The fix is to apply the hard constraint last:
logits = logits.masked_fill(visited, -1e4) # soft
logits = logits.masked_fill(~adj_mask, float("-inf")) # hard
This is the kind of bug that only manifests when beam search runs long enough for all adjacent unvisited neighbours to be exhausted — which happens on long routes where beams get stuck. Under greedy rollout, it was invisible because the highest-probability adjacent station was always chosen.
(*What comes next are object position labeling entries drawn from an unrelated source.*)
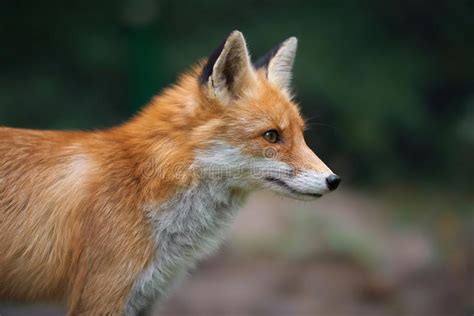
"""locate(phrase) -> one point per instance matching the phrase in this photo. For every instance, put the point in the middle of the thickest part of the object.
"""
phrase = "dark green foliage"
(388, 85)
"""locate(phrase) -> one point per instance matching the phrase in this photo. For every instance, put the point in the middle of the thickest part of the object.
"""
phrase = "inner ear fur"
(228, 70)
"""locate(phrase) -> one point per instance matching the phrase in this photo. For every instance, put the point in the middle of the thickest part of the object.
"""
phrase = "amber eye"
(271, 136)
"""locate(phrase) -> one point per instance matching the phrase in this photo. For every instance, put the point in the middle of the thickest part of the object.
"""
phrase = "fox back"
(109, 220)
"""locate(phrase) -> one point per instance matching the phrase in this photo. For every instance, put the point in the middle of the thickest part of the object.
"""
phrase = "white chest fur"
(186, 228)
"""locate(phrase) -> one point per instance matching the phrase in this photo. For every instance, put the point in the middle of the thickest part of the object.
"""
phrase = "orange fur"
(72, 224)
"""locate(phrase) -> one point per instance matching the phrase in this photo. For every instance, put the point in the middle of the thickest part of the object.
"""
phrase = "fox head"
(260, 142)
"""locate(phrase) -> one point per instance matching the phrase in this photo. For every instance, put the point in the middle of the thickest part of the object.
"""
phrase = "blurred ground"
(347, 254)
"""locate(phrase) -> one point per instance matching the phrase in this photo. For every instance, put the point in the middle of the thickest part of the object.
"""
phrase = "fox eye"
(271, 136)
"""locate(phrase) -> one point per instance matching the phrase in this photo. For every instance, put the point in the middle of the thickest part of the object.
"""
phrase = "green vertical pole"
(146, 64)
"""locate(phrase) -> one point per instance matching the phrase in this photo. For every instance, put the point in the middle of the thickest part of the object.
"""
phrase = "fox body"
(109, 220)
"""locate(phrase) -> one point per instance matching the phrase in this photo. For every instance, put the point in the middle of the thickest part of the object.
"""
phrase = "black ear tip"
(208, 68)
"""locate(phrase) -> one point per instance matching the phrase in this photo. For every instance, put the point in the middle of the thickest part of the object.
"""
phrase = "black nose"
(333, 182)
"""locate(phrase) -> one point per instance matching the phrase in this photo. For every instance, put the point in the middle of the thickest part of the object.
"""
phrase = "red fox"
(109, 220)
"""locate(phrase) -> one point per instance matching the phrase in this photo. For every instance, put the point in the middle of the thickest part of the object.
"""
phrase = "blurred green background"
(387, 86)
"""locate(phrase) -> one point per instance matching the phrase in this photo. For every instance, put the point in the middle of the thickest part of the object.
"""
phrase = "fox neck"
(186, 228)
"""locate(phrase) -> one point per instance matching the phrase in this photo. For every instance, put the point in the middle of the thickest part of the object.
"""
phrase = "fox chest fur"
(186, 228)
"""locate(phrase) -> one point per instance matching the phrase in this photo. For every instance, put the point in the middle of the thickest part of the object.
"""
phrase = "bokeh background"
(388, 88)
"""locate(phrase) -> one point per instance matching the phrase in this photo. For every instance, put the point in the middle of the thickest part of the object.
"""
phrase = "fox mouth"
(286, 186)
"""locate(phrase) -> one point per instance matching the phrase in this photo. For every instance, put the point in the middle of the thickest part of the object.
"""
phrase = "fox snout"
(333, 182)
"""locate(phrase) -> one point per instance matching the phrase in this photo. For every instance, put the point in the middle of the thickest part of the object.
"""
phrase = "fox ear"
(228, 70)
(278, 63)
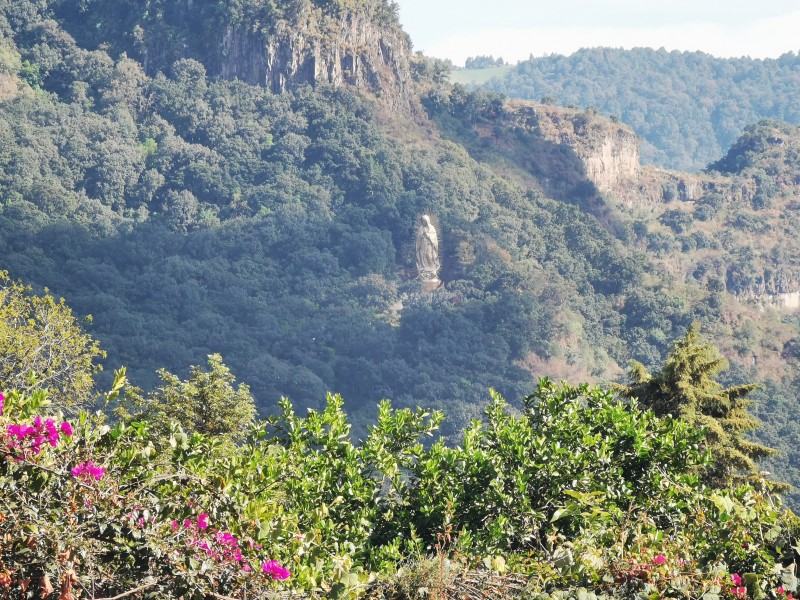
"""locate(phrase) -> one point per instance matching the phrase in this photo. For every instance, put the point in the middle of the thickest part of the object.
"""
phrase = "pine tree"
(686, 387)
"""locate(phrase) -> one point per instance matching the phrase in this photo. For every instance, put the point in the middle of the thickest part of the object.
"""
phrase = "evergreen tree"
(686, 387)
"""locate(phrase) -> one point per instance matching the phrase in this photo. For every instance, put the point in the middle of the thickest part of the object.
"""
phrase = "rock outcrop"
(355, 50)
(608, 151)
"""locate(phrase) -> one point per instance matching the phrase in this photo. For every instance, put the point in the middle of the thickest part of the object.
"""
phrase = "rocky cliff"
(608, 151)
(346, 48)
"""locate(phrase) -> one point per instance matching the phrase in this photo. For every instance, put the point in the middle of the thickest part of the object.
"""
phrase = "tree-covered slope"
(688, 107)
(191, 215)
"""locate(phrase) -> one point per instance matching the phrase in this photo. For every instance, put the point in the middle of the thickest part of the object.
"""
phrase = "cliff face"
(355, 50)
(608, 151)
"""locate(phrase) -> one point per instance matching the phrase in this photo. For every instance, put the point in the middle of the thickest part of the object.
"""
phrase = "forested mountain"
(191, 214)
(257, 196)
(688, 107)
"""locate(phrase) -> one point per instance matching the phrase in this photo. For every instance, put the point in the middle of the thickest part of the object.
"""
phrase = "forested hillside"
(192, 212)
(232, 191)
(688, 107)
(190, 215)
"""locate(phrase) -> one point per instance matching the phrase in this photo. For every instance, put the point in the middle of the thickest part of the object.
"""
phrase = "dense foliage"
(687, 106)
(580, 491)
(193, 216)
(686, 386)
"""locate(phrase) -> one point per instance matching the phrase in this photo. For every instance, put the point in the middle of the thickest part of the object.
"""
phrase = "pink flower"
(88, 470)
(52, 433)
(274, 570)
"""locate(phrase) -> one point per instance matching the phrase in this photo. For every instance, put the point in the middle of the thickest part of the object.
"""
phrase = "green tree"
(686, 386)
(42, 346)
(207, 402)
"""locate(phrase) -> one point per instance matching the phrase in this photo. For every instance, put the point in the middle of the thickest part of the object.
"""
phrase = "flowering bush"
(91, 507)
(580, 492)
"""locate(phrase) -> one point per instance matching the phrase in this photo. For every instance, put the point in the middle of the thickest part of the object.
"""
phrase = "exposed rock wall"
(350, 48)
(609, 151)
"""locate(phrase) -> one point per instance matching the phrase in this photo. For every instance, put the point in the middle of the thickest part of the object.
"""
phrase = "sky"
(515, 29)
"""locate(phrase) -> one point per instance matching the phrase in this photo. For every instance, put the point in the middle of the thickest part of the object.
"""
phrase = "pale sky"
(515, 29)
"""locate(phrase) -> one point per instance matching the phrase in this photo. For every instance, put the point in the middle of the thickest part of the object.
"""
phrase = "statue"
(427, 245)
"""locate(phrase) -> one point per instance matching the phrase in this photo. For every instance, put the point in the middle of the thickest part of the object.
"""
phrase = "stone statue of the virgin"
(427, 245)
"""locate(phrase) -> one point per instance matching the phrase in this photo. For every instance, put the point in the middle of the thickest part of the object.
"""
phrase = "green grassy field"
(464, 76)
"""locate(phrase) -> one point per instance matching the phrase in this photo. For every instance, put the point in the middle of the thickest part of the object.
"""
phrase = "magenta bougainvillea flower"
(88, 470)
(29, 438)
(274, 570)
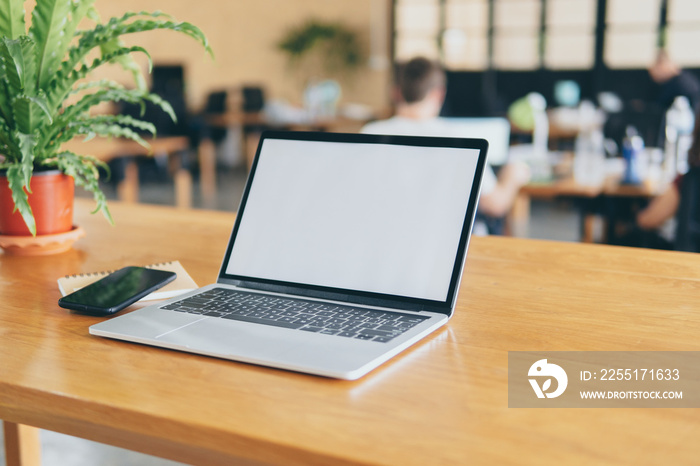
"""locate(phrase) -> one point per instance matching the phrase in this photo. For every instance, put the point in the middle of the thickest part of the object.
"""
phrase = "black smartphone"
(116, 291)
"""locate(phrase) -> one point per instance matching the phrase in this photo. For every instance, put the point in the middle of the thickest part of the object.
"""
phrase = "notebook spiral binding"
(107, 272)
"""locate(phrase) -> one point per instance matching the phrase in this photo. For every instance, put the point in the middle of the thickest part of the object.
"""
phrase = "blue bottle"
(632, 147)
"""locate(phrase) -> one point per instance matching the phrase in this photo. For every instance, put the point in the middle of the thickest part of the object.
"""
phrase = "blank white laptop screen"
(378, 218)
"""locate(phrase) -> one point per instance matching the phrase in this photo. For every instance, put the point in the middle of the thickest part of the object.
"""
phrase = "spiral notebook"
(182, 284)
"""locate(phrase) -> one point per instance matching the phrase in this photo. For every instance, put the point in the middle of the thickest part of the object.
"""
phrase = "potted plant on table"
(45, 100)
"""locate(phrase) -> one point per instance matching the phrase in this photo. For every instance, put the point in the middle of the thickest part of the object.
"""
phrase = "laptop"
(346, 250)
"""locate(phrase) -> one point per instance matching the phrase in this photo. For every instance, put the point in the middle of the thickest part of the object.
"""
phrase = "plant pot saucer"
(40, 245)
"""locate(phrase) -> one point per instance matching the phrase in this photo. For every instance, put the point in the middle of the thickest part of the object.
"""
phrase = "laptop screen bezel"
(354, 296)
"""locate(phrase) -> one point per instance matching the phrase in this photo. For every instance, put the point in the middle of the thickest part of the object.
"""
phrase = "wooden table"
(128, 189)
(444, 401)
(610, 188)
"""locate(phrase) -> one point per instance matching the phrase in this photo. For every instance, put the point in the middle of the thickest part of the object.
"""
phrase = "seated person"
(673, 81)
(419, 95)
(658, 215)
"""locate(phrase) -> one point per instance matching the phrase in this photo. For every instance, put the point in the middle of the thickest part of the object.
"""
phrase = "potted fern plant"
(46, 100)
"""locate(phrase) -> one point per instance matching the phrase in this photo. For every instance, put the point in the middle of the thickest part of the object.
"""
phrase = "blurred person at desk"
(657, 220)
(673, 82)
(419, 94)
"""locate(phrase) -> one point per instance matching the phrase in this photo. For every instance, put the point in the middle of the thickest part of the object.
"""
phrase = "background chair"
(688, 215)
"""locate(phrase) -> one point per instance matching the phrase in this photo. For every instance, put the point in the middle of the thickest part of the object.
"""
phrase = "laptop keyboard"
(308, 316)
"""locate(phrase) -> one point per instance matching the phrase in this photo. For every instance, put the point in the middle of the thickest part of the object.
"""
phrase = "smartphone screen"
(116, 291)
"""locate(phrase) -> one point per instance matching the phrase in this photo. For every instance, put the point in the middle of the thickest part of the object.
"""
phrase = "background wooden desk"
(443, 401)
(567, 187)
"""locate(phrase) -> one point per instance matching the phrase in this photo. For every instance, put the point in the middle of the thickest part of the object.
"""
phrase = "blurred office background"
(587, 59)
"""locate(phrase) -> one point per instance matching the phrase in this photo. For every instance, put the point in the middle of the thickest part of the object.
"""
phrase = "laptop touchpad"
(219, 337)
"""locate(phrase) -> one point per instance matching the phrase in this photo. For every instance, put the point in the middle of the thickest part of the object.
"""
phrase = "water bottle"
(589, 158)
(632, 148)
(679, 127)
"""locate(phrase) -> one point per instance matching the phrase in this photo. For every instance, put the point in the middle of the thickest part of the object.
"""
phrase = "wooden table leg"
(128, 189)
(588, 230)
(22, 446)
(518, 219)
(183, 188)
(207, 172)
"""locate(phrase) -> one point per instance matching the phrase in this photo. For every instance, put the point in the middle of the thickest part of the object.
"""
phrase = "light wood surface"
(611, 187)
(22, 445)
(444, 401)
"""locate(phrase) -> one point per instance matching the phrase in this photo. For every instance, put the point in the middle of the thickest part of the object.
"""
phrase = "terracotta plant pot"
(51, 201)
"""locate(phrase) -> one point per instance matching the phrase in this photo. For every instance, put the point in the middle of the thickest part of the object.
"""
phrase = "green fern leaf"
(15, 179)
(49, 19)
(26, 147)
(29, 112)
(84, 171)
(5, 99)
(62, 83)
(20, 64)
(12, 18)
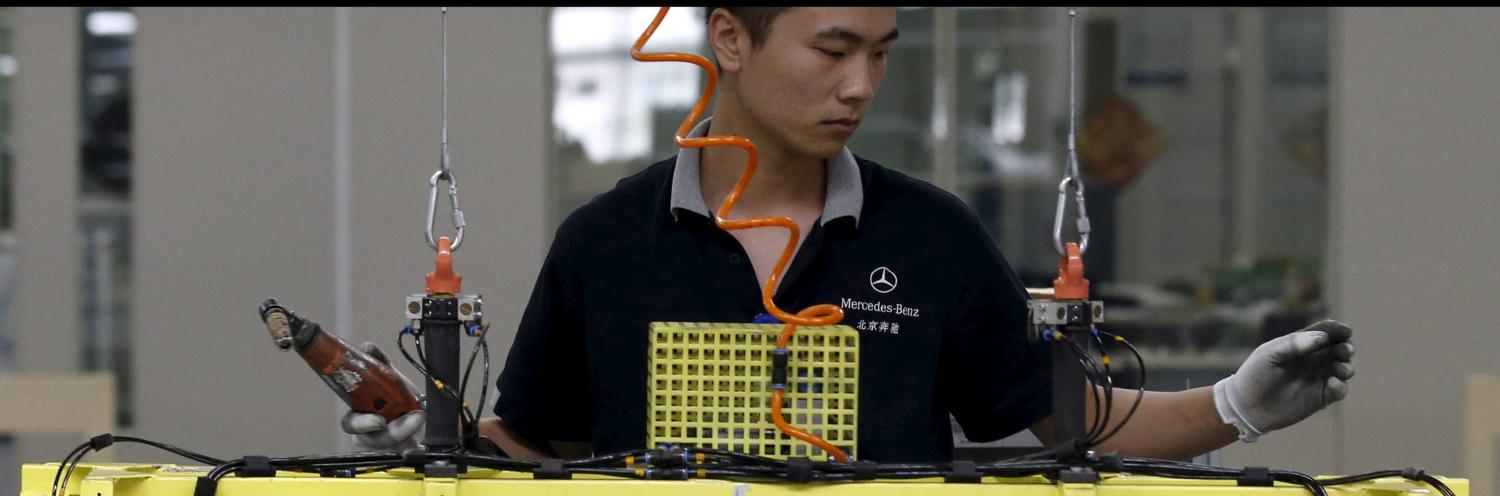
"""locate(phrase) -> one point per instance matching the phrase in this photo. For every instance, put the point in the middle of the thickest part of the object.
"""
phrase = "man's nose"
(858, 84)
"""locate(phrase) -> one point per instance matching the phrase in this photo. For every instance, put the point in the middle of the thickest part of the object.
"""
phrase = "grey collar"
(845, 195)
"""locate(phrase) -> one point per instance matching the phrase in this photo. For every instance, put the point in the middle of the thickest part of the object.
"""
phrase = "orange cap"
(1070, 283)
(443, 279)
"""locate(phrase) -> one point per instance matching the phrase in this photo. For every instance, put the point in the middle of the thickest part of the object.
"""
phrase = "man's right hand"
(372, 432)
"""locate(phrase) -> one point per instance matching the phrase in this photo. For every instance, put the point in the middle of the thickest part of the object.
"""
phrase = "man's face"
(812, 80)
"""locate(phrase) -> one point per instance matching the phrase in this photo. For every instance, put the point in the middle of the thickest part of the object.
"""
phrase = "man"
(797, 81)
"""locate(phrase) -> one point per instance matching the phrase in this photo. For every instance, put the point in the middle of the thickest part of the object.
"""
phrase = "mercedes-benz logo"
(882, 280)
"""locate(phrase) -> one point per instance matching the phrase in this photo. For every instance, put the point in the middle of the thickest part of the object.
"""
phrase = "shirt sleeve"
(992, 379)
(543, 387)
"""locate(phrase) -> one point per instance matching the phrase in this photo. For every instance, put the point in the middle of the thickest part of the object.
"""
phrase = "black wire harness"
(678, 463)
(468, 418)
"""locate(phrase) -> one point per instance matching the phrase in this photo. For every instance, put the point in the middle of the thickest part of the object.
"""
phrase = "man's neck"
(782, 183)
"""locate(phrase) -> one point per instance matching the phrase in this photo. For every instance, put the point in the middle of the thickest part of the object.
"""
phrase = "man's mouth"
(842, 125)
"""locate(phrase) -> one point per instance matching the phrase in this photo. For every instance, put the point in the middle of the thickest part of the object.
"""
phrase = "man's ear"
(728, 39)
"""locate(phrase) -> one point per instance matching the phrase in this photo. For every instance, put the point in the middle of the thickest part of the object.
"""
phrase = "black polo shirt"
(939, 310)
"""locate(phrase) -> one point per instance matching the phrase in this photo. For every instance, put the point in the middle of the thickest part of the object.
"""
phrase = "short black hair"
(756, 20)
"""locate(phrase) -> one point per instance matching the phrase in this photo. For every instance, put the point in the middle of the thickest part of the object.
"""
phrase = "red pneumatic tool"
(363, 382)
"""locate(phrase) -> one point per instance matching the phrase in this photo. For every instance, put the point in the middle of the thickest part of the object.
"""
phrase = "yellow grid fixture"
(710, 387)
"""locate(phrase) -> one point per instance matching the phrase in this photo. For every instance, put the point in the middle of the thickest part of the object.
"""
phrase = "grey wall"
(1413, 150)
(44, 313)
(239, 144)
(1415, 233)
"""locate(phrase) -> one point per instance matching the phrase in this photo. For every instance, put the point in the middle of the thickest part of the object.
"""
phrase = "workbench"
(171, 480)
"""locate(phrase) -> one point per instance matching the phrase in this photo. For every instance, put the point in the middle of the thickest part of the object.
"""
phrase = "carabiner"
(453, 201)
(1056, 224)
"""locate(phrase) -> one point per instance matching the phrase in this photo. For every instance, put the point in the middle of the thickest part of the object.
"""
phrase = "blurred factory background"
(1250, 170)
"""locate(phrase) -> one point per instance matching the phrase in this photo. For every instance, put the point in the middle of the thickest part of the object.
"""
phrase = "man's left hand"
(1287, 379)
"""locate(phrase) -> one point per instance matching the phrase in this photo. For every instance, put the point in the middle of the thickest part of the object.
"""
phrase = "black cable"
(1140, 391)
(66, 462)
(1109, 388)
(174, 450)
(422, 367)
(1091, 372)
(1418, 475)
(683, 463)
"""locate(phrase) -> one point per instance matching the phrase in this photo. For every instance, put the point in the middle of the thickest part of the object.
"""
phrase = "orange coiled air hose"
(815, 315)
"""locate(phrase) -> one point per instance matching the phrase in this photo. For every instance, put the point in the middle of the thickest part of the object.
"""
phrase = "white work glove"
(372, 432)
(1287, 379)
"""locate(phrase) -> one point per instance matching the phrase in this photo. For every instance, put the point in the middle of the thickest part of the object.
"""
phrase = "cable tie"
(206, 486)
(800, 469)
(962, 472)
(101, 441)
(1256, 477)
(551, 469)
(414, 457)
(257, 466)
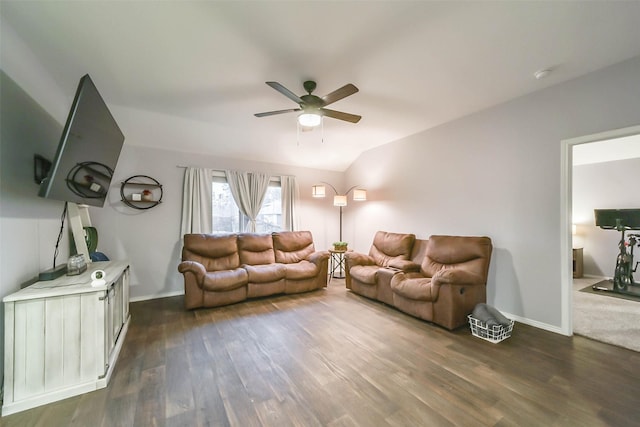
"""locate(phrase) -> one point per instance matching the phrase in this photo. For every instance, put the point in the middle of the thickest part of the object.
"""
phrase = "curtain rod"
(222, 170)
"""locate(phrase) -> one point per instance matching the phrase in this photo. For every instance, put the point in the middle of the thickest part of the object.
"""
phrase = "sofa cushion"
(292, 246)
(214, 252)
(224, 280)
(413, 286)
(390, 246)
(256, 249)
(265, 273)
(301, 270)
(365, 273)
(462, 252)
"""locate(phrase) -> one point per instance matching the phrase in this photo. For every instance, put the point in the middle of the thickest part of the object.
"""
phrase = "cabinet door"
(57, 344)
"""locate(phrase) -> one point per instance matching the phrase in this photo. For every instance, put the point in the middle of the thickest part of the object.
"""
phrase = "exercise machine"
(622, 220)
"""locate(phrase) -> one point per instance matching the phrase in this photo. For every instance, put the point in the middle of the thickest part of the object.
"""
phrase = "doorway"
(567, 147)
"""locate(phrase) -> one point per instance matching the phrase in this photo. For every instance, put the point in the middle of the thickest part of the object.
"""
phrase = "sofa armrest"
(455, 276)
(194, 267)
(404, 265)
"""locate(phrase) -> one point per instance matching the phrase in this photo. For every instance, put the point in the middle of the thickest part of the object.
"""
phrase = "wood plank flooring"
(333, 358)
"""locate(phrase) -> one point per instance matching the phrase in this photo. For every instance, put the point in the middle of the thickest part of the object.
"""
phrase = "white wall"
(608, 185)
(150, 239)
(497, 173)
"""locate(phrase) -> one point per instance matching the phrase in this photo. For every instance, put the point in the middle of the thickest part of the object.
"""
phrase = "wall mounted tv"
(613, 218)
(87, 153)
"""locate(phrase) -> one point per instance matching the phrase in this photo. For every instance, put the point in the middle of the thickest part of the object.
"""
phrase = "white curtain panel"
(197, 215)
(290, 196)
(248, 191)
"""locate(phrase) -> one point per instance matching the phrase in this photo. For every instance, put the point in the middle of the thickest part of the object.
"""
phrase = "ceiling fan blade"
(338, 94)
(286, 92)
(273, 113)
(353, 118)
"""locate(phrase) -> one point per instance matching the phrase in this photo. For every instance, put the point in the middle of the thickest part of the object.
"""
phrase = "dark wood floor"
(332, 358)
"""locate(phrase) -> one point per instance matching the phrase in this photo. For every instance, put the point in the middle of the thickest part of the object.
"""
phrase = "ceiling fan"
(312, 106)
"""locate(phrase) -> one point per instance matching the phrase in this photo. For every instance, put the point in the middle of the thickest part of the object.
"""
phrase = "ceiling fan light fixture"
(309, 119)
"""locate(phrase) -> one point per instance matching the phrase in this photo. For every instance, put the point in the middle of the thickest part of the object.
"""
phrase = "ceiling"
(202, 66)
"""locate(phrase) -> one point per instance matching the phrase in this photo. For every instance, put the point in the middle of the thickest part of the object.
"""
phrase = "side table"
(337, 266)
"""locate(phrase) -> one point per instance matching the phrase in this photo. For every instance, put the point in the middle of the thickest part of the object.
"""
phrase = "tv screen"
(611, 218)
(87, 153)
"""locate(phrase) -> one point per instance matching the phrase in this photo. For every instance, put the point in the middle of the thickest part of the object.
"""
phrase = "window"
(227, 218)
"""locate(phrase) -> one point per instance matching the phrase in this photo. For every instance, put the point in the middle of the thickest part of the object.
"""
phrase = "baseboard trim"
(156, 296)
(536, 324)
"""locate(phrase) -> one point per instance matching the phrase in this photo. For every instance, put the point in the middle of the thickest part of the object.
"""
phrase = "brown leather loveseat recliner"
(225, 269)
(439, 280)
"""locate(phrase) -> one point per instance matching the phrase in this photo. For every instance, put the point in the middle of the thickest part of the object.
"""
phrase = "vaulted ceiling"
(202, 65)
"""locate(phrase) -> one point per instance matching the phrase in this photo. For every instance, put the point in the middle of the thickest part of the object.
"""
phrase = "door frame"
(566, 211)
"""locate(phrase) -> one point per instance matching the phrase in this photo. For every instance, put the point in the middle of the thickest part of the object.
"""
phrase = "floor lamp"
(339, 200)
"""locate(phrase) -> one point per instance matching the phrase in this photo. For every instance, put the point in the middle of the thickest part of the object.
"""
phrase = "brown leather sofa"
(439, 280)
(225, 269)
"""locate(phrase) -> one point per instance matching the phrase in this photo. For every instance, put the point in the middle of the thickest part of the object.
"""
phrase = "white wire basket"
(494, 334)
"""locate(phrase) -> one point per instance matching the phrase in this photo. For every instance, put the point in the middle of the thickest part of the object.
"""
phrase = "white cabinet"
(63, 337)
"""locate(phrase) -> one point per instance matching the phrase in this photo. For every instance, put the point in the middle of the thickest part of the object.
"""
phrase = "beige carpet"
(603, 318)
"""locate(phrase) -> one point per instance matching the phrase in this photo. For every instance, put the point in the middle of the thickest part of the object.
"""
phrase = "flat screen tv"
(87, 153)
(612, 218)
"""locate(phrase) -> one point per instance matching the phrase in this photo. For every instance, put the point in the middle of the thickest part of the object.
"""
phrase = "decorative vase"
(340, 247)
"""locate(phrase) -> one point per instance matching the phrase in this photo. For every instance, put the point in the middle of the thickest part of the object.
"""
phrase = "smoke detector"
(541, 74)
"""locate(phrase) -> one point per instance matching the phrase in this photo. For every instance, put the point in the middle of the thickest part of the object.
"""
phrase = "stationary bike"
(623, 276)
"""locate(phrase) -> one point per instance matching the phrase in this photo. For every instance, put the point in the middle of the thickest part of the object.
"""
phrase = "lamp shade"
(359, 195)
(318, 191)
(339, 200)
(309, 119)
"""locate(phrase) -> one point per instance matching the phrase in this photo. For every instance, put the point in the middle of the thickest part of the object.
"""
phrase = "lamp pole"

The general principle: hard constraints must always be applied after soft penalties, so they can never be overwritten.
The Dijkstra gap
With all corrections in place, the final numbers:
| Dev (128d, 15 layers) | Full (512d, 12 layers) | |
|---|---|---|
| Success | 100% | 100% |
| Length ratio | 0.99 | 0.99 |
| vs Dijkstra | 1.05 | 1.06 |
| Training time | 7m45s | 13m00s |
| Parameters | 644K | 9.5M |
The model finds the destination every time and takes routes within 5–6% of the unconstrained shortest travel time.
The stratified Dijkstra ratio tells a revealing story:
| Bucket | Dev | Full |
|---|---|---|
| 2–5 st | 1.04 | 1.03 |
| 6–10 st | 1.05 | 1.04 |
| 11–20 st | 1.06 | 1.04 |
| 21–30 st | 1.05 | 1.04 |
| 31–50 st | 1.05 | 1.03 |
The gap is remarkably uniform — approximately 4% across every route length. This rules out planning depth as the cause. If the model struggled with long-range planning, the gap would widen with route length. Instead, the gap is per-hop: the model occasionally picks a slightly slower neighbour.
Step accuracy is 90%, meaning 1 in 10 hops diverges from the Dijkstra-optimal choice. Most of these divergences are minor — a 120-second edge instead of a 60-second edge — and the beam usually still reaches the destination via a competitive alternative. But those small per-hop penalties accumulate to the 4% overhead.
Reducing the transfer penalty and increasing the maximum transfer count in the route enumeration narrowed the gap from 6% to 4%, confirming that part of the overhead came from training on routes that were optimal under constraints the model doesn't face at inference time. The remaining 4% appears to be the imitation learning ceiling — the gap between what the training data demonstrates and what the neural network actually internalises.
What changed
The progression from the autoregressive station decoder to the next-hop policy with beam search and value head was a series of simplifications, not complications.
The sequence decoder had a GRU backbone, cross-attention layers, scheduled sampling, a pointer mechanism, teacher forcing, and beam search over token sequences. The next-hop policy has an MLP and an adjacency mask. The encoder is the same (improved with weight tying). Beam search moved from token-level to rollout-level.
The fundamental change was the question being asked. "What is the complete route?" is a sequence prediction problem with compounding error. "What is the next hop?" is a classification problem with independent predictions. The entire apparatus of autoregressive decoding — hidden states, scheduled sampling, diversity preservation — existed to manage compounding error. Remove compounding error and you remove the need to manage it.
The DNC parallel from part 7 is worth revisiting. The Differentiable Neural Computer used an LSTM controller with external memory to navigate the London Underground — a recurrent model querying structured memory at each step. The next-hop policy uses a GATv2 encoder with an MLP decoder — a graph neural network querying its own node embeddings at each step. The recurrent controller is gone. The write head is gone. The read head (cross-attention) is implicit in the encoder's message passing rather than explicit in the decoder. What remains is the core insight: route the decision through the graph structure, not through a sequential bottleneck.
On the same 272-station graph, in 13 minutes of training, with 100% success and 4% travel time overhead against the mathematically optimal shortest path.